But no, there are animals crawling all over this issue: the dinosaur, the canines, a pig in our “Next Hot Chefs” feature starting on page 66, Mickey Mouse on page 48, Dennis Miller on page 45. 

Or take the knowledge senior editor Allison Williams drops on us in the cover story about the Kettle River Range, which retains “the wildlife that was here before the West was settled: wolves, caribou, moose, even grizzly bears.”

Now here I am introducing one more. Because when I think of the beasts of the Pacific Northwest, I think of Klahhane Billy.

Klahhane Billy was a big mean son of a bitch. Three hundred seventy pounds, bigger than two men, he liked to skulk along Switchback Trail on Klahhane Ridge in Olympic National Park and chase hikers with his horns—two boulder-size crescent razors—a wild animal unafraid of humans.

Those humans threw rocks, dodged when he charged, left notes of caution for their fellow hikers. “Very aggressive Mt. goat @ Klahane Ridge [sic],” read one warning taped to a trailhead sign. “Chased me down 6 switchbacks. Whew! Not impressed with rocks, yelling, etc.”

National park employees attempted to “haze” the fiend in July 2009 with a beanbag gun. Klahhane Billy was undeterred and remained the subject of interdepartmental lore, referred to by his nickname or, as in one email thread, “cranky goat,” until, on October 16, 2010, he fatally gored a 63-year-old man.
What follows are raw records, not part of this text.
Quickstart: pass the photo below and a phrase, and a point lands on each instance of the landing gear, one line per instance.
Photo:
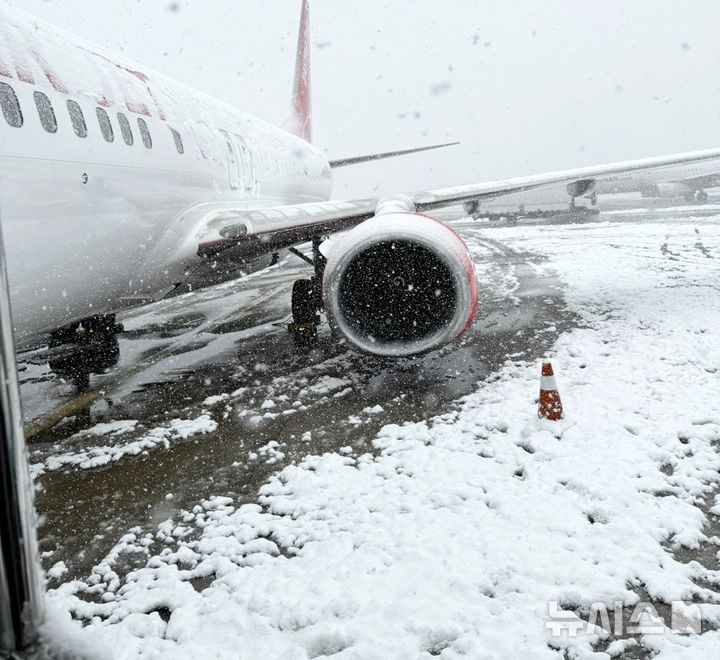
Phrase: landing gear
(97, 328)
(86, 347)
(472, 208)
(307, 299)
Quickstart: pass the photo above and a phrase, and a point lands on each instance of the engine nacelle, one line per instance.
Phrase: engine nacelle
(581, 187)
(400, 284)
(667, 190)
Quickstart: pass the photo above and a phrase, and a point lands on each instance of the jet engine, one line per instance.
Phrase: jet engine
(581, 187)
(670, 189)
(400, 284)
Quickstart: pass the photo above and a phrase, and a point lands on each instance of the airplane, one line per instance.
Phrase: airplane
(119, 186)
(687, 181)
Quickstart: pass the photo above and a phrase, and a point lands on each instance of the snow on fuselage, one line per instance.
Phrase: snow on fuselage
(100, 160)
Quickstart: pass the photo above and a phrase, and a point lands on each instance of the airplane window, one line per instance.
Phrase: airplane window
(145, 133)
(125, 128)
(77, 118)
(10, 105)
(45, 111)
(105, 125)
(178, 141)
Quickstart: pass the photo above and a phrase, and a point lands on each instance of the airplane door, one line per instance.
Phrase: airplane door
(248, 167)
(232, 161)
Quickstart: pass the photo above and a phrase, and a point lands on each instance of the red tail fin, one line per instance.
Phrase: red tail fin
(300, 120)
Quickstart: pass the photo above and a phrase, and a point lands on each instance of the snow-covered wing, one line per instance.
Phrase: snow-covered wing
(264, 230)
(445, 196)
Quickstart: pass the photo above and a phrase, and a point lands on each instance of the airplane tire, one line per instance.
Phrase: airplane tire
(303, 305)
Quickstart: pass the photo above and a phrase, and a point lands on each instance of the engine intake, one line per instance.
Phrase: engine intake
(400, 284)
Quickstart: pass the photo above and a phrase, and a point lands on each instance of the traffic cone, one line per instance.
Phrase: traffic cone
(550, 406)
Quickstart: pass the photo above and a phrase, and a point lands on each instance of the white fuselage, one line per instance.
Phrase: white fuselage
(91, 225)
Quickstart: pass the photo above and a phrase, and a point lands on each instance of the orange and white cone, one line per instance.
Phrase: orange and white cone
(550, 406)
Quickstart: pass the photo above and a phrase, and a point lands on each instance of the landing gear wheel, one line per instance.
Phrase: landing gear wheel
(305, 319)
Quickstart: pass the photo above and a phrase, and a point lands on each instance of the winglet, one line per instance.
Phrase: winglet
(300, 120)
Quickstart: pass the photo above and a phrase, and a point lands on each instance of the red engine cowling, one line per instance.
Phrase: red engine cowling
(400, 284)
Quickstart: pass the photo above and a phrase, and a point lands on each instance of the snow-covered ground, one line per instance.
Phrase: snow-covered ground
(458, 535)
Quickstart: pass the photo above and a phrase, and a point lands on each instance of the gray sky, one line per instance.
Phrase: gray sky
(527, 86)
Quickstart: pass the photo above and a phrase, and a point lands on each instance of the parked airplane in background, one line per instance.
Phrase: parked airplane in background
(117, 184)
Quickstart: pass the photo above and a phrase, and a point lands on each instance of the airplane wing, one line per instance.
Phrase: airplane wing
(222, 226)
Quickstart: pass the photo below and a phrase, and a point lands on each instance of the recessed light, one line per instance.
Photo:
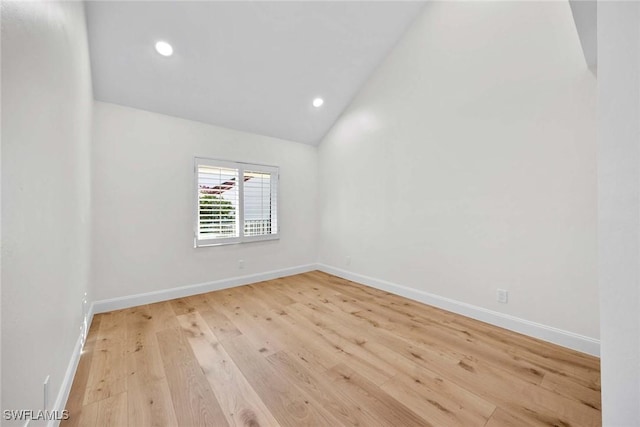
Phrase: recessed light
(164, 48)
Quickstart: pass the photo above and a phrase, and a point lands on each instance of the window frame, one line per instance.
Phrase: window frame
(274, 171)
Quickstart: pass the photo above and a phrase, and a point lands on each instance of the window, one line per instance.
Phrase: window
(235, 202)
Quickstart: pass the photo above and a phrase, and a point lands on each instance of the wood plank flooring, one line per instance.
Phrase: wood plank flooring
(317, 350)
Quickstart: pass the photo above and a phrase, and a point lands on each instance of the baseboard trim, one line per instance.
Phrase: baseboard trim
(67, 381)
(537, 330)
(119, 303)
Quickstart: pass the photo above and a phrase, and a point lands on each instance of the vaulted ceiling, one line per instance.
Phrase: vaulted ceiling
(251, 66)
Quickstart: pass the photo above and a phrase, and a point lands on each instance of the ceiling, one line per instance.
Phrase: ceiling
(251, 66)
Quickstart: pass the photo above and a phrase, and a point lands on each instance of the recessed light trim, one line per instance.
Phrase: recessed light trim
(164, 48)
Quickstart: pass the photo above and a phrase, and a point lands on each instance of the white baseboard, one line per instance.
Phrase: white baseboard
(547, 333)
(119, 303)
(537, 330)
(67, 381)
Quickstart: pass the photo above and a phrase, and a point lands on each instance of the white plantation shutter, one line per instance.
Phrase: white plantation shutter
(231, 193)
(260, 197)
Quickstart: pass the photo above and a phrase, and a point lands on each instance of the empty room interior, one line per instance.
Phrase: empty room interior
(320, 213)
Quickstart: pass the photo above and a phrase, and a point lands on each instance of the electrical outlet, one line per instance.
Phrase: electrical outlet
(502, 296)
(45, 402)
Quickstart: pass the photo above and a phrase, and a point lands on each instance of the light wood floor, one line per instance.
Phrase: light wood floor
(317, 350)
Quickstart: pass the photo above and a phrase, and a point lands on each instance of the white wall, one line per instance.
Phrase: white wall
(143, 202)
(619, 209)
(46, 121)
(468, 163)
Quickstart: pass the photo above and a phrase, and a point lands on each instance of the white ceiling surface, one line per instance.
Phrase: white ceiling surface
(251, 66)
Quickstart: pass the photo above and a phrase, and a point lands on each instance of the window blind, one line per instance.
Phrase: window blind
(231, 194)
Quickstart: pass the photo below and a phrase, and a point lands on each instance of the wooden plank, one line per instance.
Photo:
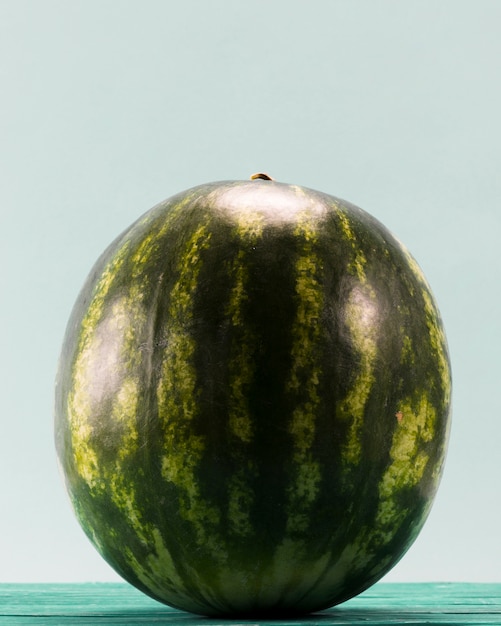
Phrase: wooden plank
(119, 604)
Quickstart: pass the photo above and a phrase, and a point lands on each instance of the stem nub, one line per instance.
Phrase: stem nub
(261, 175)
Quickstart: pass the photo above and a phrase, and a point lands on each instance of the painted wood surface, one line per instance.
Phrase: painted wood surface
(121, 605)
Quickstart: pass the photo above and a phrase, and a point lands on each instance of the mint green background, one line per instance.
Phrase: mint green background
(109, 107)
Within hours the National Park Service caught up with the homicidal ungulate and shot him to death.

The goat’s presence on the mountain was dubious to begin with; he and his lineage are nonnative to the Olympics. But back in the 1920s humans thought it would be a blast to introduce a dozen of the goats to the mountain range. The herd grew to more than a thousand by the early 1980s. They trampled the alpine vegetation and, like Billy, stared down hikers, whose urine—yes, human urine—they sought out for the salt and mineral content. The herd has dwindled, but about 300 remain, and the park service is still determining how best to deal with them—remove, kill, or haze.

I suppose wildlife management is a little like magazine making. You can always introduce an animal to the equation, but there’s often a price. Speaking of which, someone really should haze that mouse on page 48.